Ma dove la volontà di inciucio è emersa addirittura smaccatamente, è nel passaggio in cui Prodi ha offerto alla casa del fascio, subito dopo il referendum, di riaprire il dialogo sulla controriforma (da lui definita ipocritamente "aggiornamento", e che non potrà che essere da destra) della Costituzione, attraverso la "ricerca di una costruttiva e larga collaborazione fra tutte le forze politiche del Paese". Unitamente alle altre offerte politiche alla casa del fascio, come quella della presidenza della commissione Esteri al caporione fascista Fini avanzata direttamente da D'Alema, e quella di nominare Berlusconi senatore a vita, avanzata dalla "Velina rossa" vicina al presidente dei DS, si tratta di chiari segnali che il governo del democristiano Prodi non è affatto quella "svolta" rispetto al governo neofascista Berlusconi che tanti elettori di sinistra si aspettavano. Non solo il neoduce Berlusconi non è stato eliminato dalla scena politica, ma l'atteggiamento conciliatorio di Prodi e degli altri leader dell'Unione non fa che continuare a legittimarlo e rafforzarlo anche come capo dell'opposizione. Come fa del resto il falso comunista Bertinotti, che non perde occasione per ammonire a "non demonizzare Berlusconi". Il nuovo guardiano della Camera è anzi quello che ha esultato di più per l'intervento del presidente incaricato, da lui definito "il più bel discorso che ha fatto Prodi da quando lo conosco". Esultanza condivisa dal neo segretario di Rifondazione trotzkista, Giordano, con la quale viene riconfermata l'asse di ferro tra l'economista democristiano e il PRC quale copertura a sinistra del suo governo.

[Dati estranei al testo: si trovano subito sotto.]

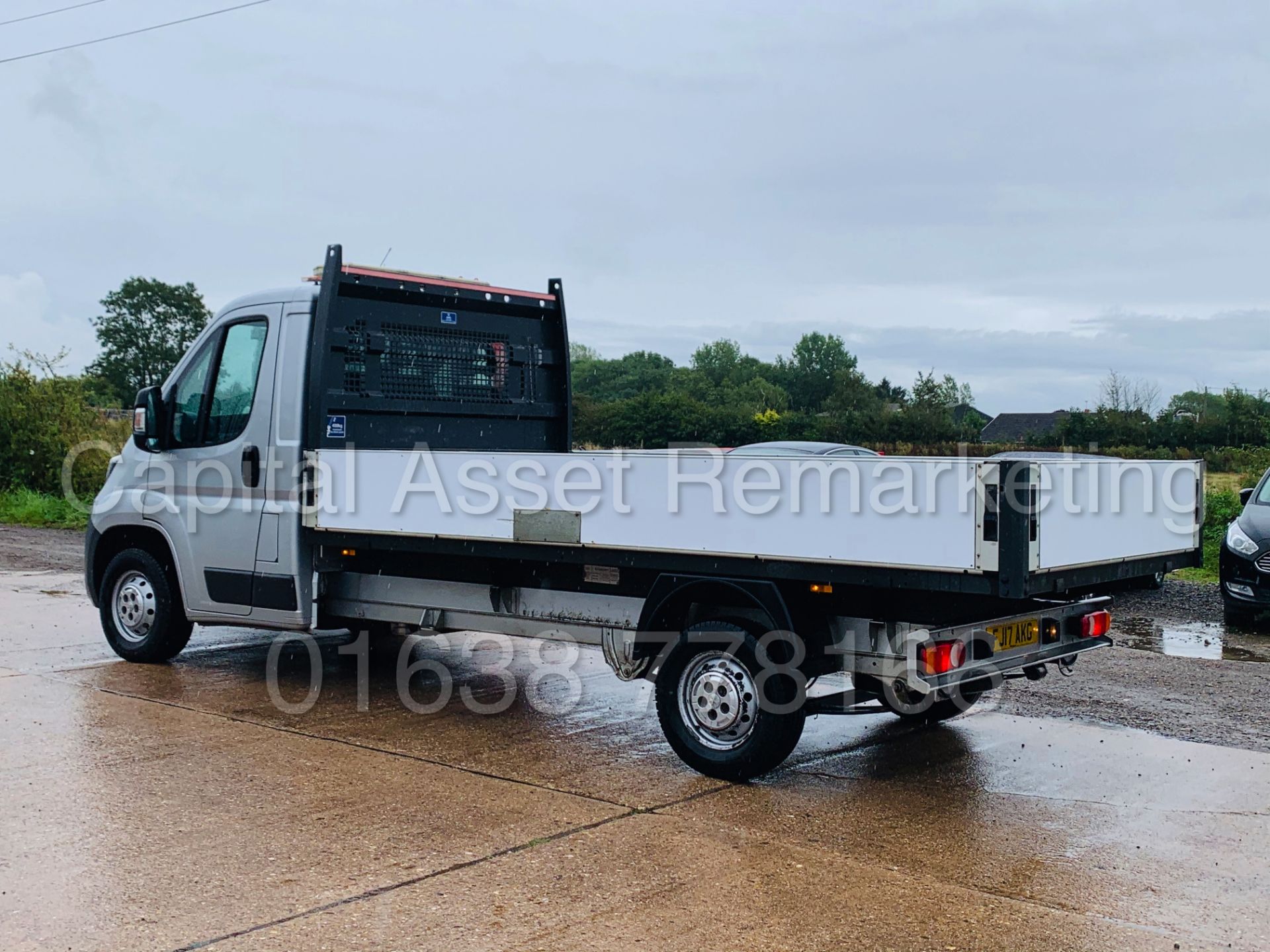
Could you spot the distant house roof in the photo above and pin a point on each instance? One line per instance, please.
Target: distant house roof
(1011, 428)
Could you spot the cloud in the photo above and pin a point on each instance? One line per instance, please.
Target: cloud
(28, 323)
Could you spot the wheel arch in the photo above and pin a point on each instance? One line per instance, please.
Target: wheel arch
(150, 539)
(675, 602)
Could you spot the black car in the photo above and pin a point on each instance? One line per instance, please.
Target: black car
(1245, 563)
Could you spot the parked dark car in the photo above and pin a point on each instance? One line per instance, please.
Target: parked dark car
(1245, 561)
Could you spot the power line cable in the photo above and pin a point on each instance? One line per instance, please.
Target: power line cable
(134, 32)
(50, 13)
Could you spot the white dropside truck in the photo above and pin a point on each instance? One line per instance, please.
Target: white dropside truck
(382, 450)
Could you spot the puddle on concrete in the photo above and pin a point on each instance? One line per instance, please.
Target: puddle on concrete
(1206, 640)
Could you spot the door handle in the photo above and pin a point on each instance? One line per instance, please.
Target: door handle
(251, 466)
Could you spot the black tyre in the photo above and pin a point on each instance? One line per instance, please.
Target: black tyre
(720, 714)
(910, 706)
(142, 612)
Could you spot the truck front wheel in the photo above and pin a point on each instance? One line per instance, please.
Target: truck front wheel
(722, 713)
(142, 616)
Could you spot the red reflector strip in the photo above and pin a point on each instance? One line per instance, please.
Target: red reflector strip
(941, 656)
(441, 282)
(1095, 625)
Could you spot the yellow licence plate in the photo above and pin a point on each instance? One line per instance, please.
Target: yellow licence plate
(1015, 634)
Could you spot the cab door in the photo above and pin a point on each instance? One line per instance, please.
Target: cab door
(207, 483)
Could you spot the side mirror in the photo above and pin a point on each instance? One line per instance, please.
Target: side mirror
(149, 419)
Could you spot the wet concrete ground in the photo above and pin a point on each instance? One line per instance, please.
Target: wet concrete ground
(179, 807)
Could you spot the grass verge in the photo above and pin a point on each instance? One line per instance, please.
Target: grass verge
(24, 507)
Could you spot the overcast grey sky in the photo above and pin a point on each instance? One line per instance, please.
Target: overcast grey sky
(1021, 194)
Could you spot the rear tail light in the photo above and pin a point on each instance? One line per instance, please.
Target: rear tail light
(1095, 625)
(941, 656)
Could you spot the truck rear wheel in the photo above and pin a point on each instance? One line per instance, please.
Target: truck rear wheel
(142, 615)
(720, 713)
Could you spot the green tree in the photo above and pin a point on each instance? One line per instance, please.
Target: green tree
(145, 328)
(813, 367)
(716, 361)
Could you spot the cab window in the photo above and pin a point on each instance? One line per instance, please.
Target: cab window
(234, 390)
(212, 400)
(187, 403)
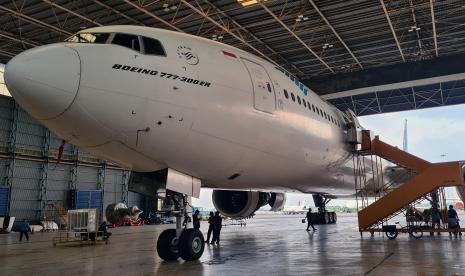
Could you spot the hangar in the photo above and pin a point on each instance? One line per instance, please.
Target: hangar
(370, 56)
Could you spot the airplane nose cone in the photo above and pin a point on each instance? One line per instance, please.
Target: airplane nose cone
(44, 80)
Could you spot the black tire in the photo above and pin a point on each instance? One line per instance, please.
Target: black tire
(327, 218)
(191, 244)
(391, 235)
(416, 232)
(167, 245)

Ci sono quindi già tutti gli elementi politici per capire che il governo del democristiano Prodi è solo una copia di "sinistra" del governo del neoduce Berlusconi. Che la classe operaia, gli antifascisti e antiberlusconiani, i fautori del socialismo, abbandonino fin da subito ogni illusione che con esso il vento sia cambiato e non concedano nessuna "tregua" politica, sociale e sindacale al governo della "sinistra" borghese. Proseguiamo invece nella lotta per l'Italia unita, rossa e socialista, la sola che può portare a un vero governo della classe operaia e a favore delle masse popolari, e non alla semplice alternanza tra governi della destra e della "sinistra" borghese come nel regime neofascista attuale.